The crickets have slowed their song now that the mornings have grown cool. I have replaced our summer coverlet with a down comforter. Bob and I are sleeping longer, nesting, waiting for the light to finger the edges of our bedroom blinds.
Later, I eye the sky on my way to the woods with a load of okra roots, hoping to get the tomato plants out and the lettuce starts in before those grey clouds let loose.
I picked eight and a half pounds of peppers the other day: heart-shaped pimentos, green shishitos, fat yellow bells, sleek Corno di Toros. Bob dug up ten pounds of sweet potatoes. There are about forty more pounds in the ground. We have not started harvesting ginger or peanuts, but we brought in sixteen pounds of edamame and eighteen pounds of winter squash.
Meanwhile, lab technicians are working around the clock to develop a Coronavirus vaccine, spurred on by $2 billion in government funding. Polling suggests between 50% and 75% of Americans will decline to take the vaccine when it comes out even though we are approaching 220,000 deaths. NC State University opened, then closed several weeks later.
The country is paralyzed by a nasty case of pre-election polarization. Many of us long for sane leadership while many believe they have found it. Some think the virus is an over-hyped construct. Others are out of work and mourning their dead. I feel like the American population has devolved into a cafeteria of plate-hurling youngsters, no authority in sight, medics removing the wounded on gurneys.
I spent much of September watching the hummingbirds fight over sugar water. What a waste of energy, I thought. They wouldn’t behave that way if they were herd animals. I closed my eyes and imagined zebras head-butting, rearing, and kicking over each tuft of dry grass. Maybe the zebras would fight if it were one central tuft rather than an endless savannah. I remembered how hard the horses fought over their grain, remembered how it felt to blunder into the lethal pistons of a red gelding’s shod hind feet at feeding time, and wake later on my back in the pasture, confused and alone.
Some mornings I lay in bed wishing humans were more like zebras than hummingbirds. I wonder if we are hard-wired to fight over resources or if we have out-populated our savannah. Did Stone Age tribes fight over tubers and carrion? Was aggression rewarded by obesity and power? I think about Polynesian royalty parading their calories, lording it over thin slaves and commoners, and I have my answer.
Survival of the fittest is a euphemism for greed. If I can rob you of calories, goods, and services, I should and I will. All the religion in the world isn’t going to fix our dark nature. This is why we need laws. And no one is above the law.

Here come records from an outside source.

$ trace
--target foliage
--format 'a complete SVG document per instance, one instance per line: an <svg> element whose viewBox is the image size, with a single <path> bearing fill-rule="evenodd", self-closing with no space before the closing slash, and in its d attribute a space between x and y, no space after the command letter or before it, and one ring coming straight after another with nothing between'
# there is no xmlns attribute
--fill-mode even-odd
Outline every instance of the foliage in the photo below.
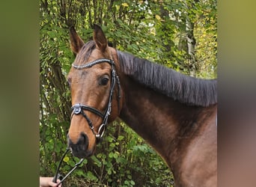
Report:
<svg viewBox="0 0 256 187"><path fill-rule="evenodd" d="M66 76L74 60L70 26L87 41L92 25L99 23L119 50L192 76L216 77L216 1L40 0L40 4L41 176L53 176L67 145L70 96ZM192 55L188 36L196 41ZM65 186L171 186L172 174L162 159L118 120L109 125L97 150ZM78 159L69 155L64 161L63 174Z"/></svg>

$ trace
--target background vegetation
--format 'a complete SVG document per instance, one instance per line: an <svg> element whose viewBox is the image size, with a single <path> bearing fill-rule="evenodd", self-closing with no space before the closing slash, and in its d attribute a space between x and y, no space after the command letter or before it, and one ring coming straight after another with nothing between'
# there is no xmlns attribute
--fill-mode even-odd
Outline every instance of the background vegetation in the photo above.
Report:
<svg viewBox="0 0 256 187"><path fill-rule="evenodd" d="M67 147L70 96L66 82L74 57L68 28L85 41L92 25L102 25L119 50L188 75L216 77L216 0L40 1L40 176L53 176ZM61 173L78 161L65 157ZM172 186L162 159L117 120L109 125L95 156L84 162L65 186Z"/></svg>

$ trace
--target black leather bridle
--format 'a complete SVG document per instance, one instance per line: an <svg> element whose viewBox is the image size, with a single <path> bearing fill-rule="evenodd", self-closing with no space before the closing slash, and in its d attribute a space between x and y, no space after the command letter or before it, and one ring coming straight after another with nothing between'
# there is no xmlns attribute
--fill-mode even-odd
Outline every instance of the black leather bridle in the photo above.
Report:
<svg viewBox="0 0 256 187"><path fill-rule="evenodd" d="M89 106L89 105L83 105L81 103L78 103L78 104L75 104L71 107L71 110L72 110L72 113L71 113L71 120L72 117L74 114L76 115L79 115L79 114L82 114L87 120L87 122L88 123L89 127L91 129L92 132L94 133L94 135L96 137L97 139L97 142L99 142L100 141L100 139L103 138L104 132L106 131L106 127L108 123L108 119L109 119L109 116L111 114L111 110L112 110L112 97L113 97L113 93L114 93L114 89L115 89L115 84L118 85L118 112L120 111L120 99L121 99L121 85L120 85L120 81L119 81L119 77L116 73L115 71L115 63L112 60L109 60L109 59L106 59L106 58L100 58L100 59L97 59L96 61L91 61L90 63L88 63L84 65L81 65L81 66L77 66L75 64L72 64L72 67L74 67L75 69L77 70L82 70L84 68L88 68L88 67L91 67L94 65L100 64L100 63L109 63L111 67L112 67L112 70L111 70L111 73L112 73L112 77L111 77L111 85L110 85L110 91L109 91L109 101L107 103L107 107L105 110L104 112L101 112L100 111L99 111L98 109ZM94 126L91 122L91 120L89 119L89 117L85 114L84 111L89 111L92 113L94 113L95 114L100 116L102 119L103 119L103 122L102 124L100 125L100 126L99 127L98 132L96 132L94 130ZM65 155L67 154L67 153L70 151L70 148L67 147L64 154L62 156L62 158L61 159L61 162L58 166L57 171L56 171L56 174L55 176L55 177L53 178L52 181L54 183L56 183L58 179L61 180L61 182L58 183L58 186L63 183L63 181L70 175L71 174L71 173L75 171L75 169L76 169L76 168L81 165L82 163L82 162L84 161L85 159L80 159L80 161L79 162L77 162L75 166L73 167L73 168L67 173L67 174L65 177L62 177L61 175L59 174L59 170L61 168L61 165L62 163L62 161L65 156Z"/></svg>
<svg viewBox="0 0 256 187"><path fill-rule="evenodd" d="M111 85L110 85L109 96L108 105L107 105L107 107L106 107L106 109L105 110L105 111L103 113L94 107L86 105L83 105L81 103L75 104L71 107L71 110L72 110L71 120L72 120L73 114L78 115L78 114L81 114L86 119L87 122L88 123L90 129L91 129L92 132L94 133L94 135L95 135L96 138L97 140L100 139L103 136L105 130L106 130L106 124L108 123L109 116L111 114L112 102L112 97L113 97L113 93L114 93L115 83L118 84L118 111L120 109L119 108L120 108L120 98L121 98L121 91L120 91L121 90L121 85L120 85L118 76L116 74L115 63L112 60L101 58L101 59L94 61L92 62L90 62L88 64L84 64L82 66L77 66L77 65L72 64L72 66L75 69L82 70L82 69L85 69L85 68L91 67L92 66L94 66L94 65L100 64L100 63L104 63L104 62L109 63L112 67L112 70L111 70L112 76L111 76ZM100 116L103 119L102 124L99 127L97 132L95 132L94 126L91 120L89 119L89 117L84 112L85 110L89 111L92 113L94 113L95 114Z"/></svg>

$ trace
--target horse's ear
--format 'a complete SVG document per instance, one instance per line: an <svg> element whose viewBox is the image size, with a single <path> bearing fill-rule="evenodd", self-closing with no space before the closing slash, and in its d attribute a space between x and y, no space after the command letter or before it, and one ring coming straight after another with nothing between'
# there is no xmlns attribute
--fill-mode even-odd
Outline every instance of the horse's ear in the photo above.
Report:
<svg viewBox="0 0 256 187"><path fill-rule="evenodd" d="M85 43L81 37L77 34L75 28L71 26L70 28L70 37L71 49L75 55L79 53L81 48L84 46Z"/></svg>
<svg viewBox="0 0 256 187"><path fill-rule="evenodd" d="M94 25L94 40L100 51L105 52L108 46L108 41L101 27L96 24Z"/></svg>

The drums are roaring now, difficult to ignore. I hear a newscaster say, “with 24 days to the election,” and it makes me swallow the wrong way. Turning off the radio, I try to concentrate on the Sweet Jemisons on my bamboo cutting board.
It seems silly to be racing the weather to plant more food when we’ve harvested so much, and when our future seems so uncertain. But I can’t stop. I have already planted garlic, carrots, collards, beets, and spinach, and now lettuce. The fava beans will be the last to go in. This is my way of carrying on. It’s a good distraction. I bury myself in peppers, sharpening my knives, and wait for the rain to water in the lettuce.
4 replies on “The Race”
Could you send us rain? NM had no rain this season and tomorrow will be super windy.
The food greed thing also rears its not-so-ugly head in small communities where people share food they have and make sure that those who can’t afford it don’t go hungry by having a place to go and get free food. Grocery stores and over abundance in peoples’ gardens are donated there and although some of it may not be quality food (read: sweet breads, white bread, etc.), it could mean the difference between going hungry that night. More people should carve out a spot in their own yards or terraces to grow SOMETHING for themselves that they like. Even in the good ole US of A where you can simply just buy stuff at the store. You’re more inclined to not waste something that took weeks or months to grow yourself.
I’d love to share some rain with you!
Thanks for that uplifting thought, Steph. St. Bart’s, a church in nearby Pittsboro, keeps a kitchen garden to support a weekly free community lunch. I noticed that they made a wood and wire mesh “free food” box outside their garden that anyone can take advantage of. You’ve inspired me to seek an outlet for my produce overload!